Both ‘American Sniper’ (left) and ‘Selma’ (right) received public and critical acclaim while receiving media scrutiny for differences between the movies and the source material they were based upon.
Credit: Courtesy of TNS.

Does art imitate life or is it the other way around?

Hollywood has long aimed to make the latter true.

Before people could even talk in movies, the silver screen was no stranger to projections of lessons of morality.

“City Lights” (1931) showed we ought not judge a book by its cover, “Metropolis” (1927) warned of the atrocities greed creates, and “Birth of a Nation” (1915) taught us that great filmmaking and extreme racism are surprisingly compatible (a lesson master propagandist Joseph Goebbels learned so well).

If there is any form of entertainment most appropriate for changing hearts and mind, movies are easily the go-to. They have universal appeal and you can get away with being preachy when you ingrain your message into a sparkly popcorn-stuffing spectacle.

And now in 2015, maybe more than ever, these social commentaries are coming to us not from the imaginations of the filmmakers, but from stories of real people and events dramatized into the camera.

Critical and popular attention have been captivated in the past few years by the real-life dramas of “Selma,” “American Sniper,” “12 Years a Slave,” “Dallas Buyers Club,” and “Lincoln.”

Now the art is imitating life.

And if you want your presentation to be allegorical, what better story to convey that with than a true one?

People can’t argue “this isn’t applicable to real life” when it’s a story that comes from real life.

And productions like “12 Years a Slave” and “Dallas Buyers Club” have been considered, to different degrees, “important.” Putting movies on that sort of platform usually comes with a lot of scrutiny.

Often that scrutiny, which often has little to do with the movies’ merits, can derail any potential positives of the movie.

The problem with creating a message out of real life is that real life has a lot of nuances. People have vices that detract from their virtues; events have auxiliary details that smudge a black-and-white picture with a considerable amount of gray.

“American Sniper” got its wide release Jan. 16 and detailed the adventures of America’s deadliest marksman, Chris Kyle. It’s a movie that director Clint Eastwood has called “anti-war” and was aimed at enlightening audiences with the difficult experience of U.S. soldiers.

But after its sellout showings, the movie received a lot of criticism, not so much for the content of the movie, but for the story on which it is based.
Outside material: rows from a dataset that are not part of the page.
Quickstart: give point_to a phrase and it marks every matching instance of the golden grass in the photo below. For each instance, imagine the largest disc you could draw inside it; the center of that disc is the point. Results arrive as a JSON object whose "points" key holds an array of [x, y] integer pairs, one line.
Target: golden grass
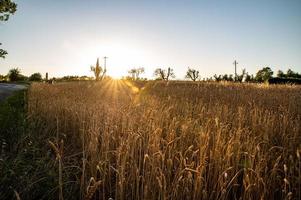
{"points": [[179, 140]]}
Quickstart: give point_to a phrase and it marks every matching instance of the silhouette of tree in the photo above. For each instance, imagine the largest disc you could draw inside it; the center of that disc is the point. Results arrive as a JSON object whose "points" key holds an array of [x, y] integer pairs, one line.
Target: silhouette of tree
{"points": [[14, 74], [97, 70], [291, 74], [264, 74], [35, 77], [192, 74], [163, 74], [280, 74], [7, 7], [218, 77], [136, 72], [241, 76]]}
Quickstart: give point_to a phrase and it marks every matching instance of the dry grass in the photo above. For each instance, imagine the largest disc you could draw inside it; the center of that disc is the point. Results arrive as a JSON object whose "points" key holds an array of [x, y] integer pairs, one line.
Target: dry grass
{"points": [[170, 141]]}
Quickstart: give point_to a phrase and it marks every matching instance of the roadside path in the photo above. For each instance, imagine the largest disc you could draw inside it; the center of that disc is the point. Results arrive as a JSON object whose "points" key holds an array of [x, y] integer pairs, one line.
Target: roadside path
{"points": [[8, 89]]}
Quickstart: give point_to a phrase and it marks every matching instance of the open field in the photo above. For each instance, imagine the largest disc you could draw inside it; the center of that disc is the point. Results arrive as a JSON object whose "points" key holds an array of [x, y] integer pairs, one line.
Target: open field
{"points": [[157, 140]]}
The protagonist of the movie is sympathetic and complex, whereas the real-life Chris Kyle was admittedly remorseless of his killings and claimed to love killing.
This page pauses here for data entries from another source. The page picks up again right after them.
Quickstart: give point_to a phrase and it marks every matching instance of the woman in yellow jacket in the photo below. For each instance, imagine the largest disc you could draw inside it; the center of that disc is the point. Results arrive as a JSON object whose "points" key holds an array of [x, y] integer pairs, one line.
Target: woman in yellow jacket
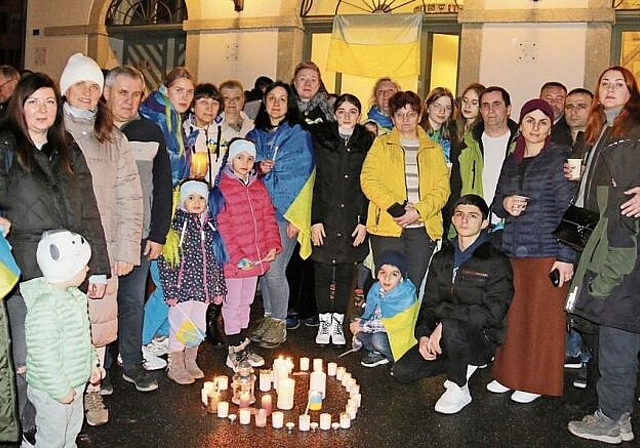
{"points": [[405, 178]]}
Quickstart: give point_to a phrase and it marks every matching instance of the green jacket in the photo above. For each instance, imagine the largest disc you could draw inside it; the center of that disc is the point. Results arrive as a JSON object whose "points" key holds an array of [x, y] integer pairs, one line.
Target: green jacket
{"points": [[59, 351]]}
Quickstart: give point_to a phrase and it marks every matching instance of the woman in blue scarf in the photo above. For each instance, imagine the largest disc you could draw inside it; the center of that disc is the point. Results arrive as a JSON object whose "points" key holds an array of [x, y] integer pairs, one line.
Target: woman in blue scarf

Likewise, “Selma” was also a box office hit, and re-exposed modern audiences to the methods and philosophies of Martin Luther King Jr.’s nonviolent resistance, and how they helped bring lasting change.

And yet media were less concerned with reviving a debate over the best ways to confront modern injustice, and more bemused by the movie’s mischaracterization of President Lyndon Johnson’s role as a hindrance of the Civil Rights movement.
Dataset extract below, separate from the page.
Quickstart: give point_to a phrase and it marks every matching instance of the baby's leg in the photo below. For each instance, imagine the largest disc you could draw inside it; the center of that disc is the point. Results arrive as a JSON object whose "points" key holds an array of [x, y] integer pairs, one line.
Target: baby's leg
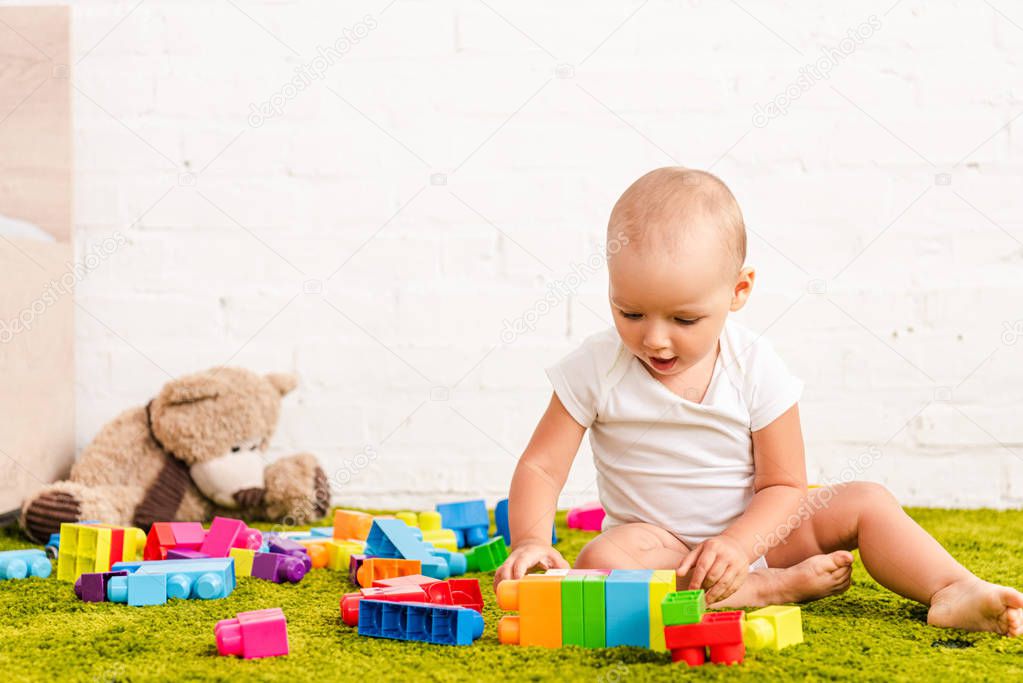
{"points": [[901, 556], [641, 546]]}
If these reactions have taught us anything, it’s that the publics and critics will refuse to separate the drama from its inspiration — which, in a way, is too bad.

After all, the realities painted in the movies should be isolated unto themselves; everything outside is irrelevant.

But when audiences can pull up the backstory to a movie within seconds, all the outside noise comes flooding in. Hollywood can also learn from that, because it can use movies to convey values and instill compassion. When you want to do that, history is better left on the cutting room floor. It’s easy source material, but it’s almost impossible not to end up rewriting history to fit your plot, which in turn leads the media to rewrite the ideas of your movie to fit history.

It’s a lot safer and more lasting to create your own truth in a vacuum and hope life imitates you.

If there’s one thing from this I can promise, it’s that any dramatization of the Ferguson, Mo., unrest dramatized in the style of 2005’s “Crash” should be avoided at all costs. The public will crucify you and I’ll probably throw the first stone.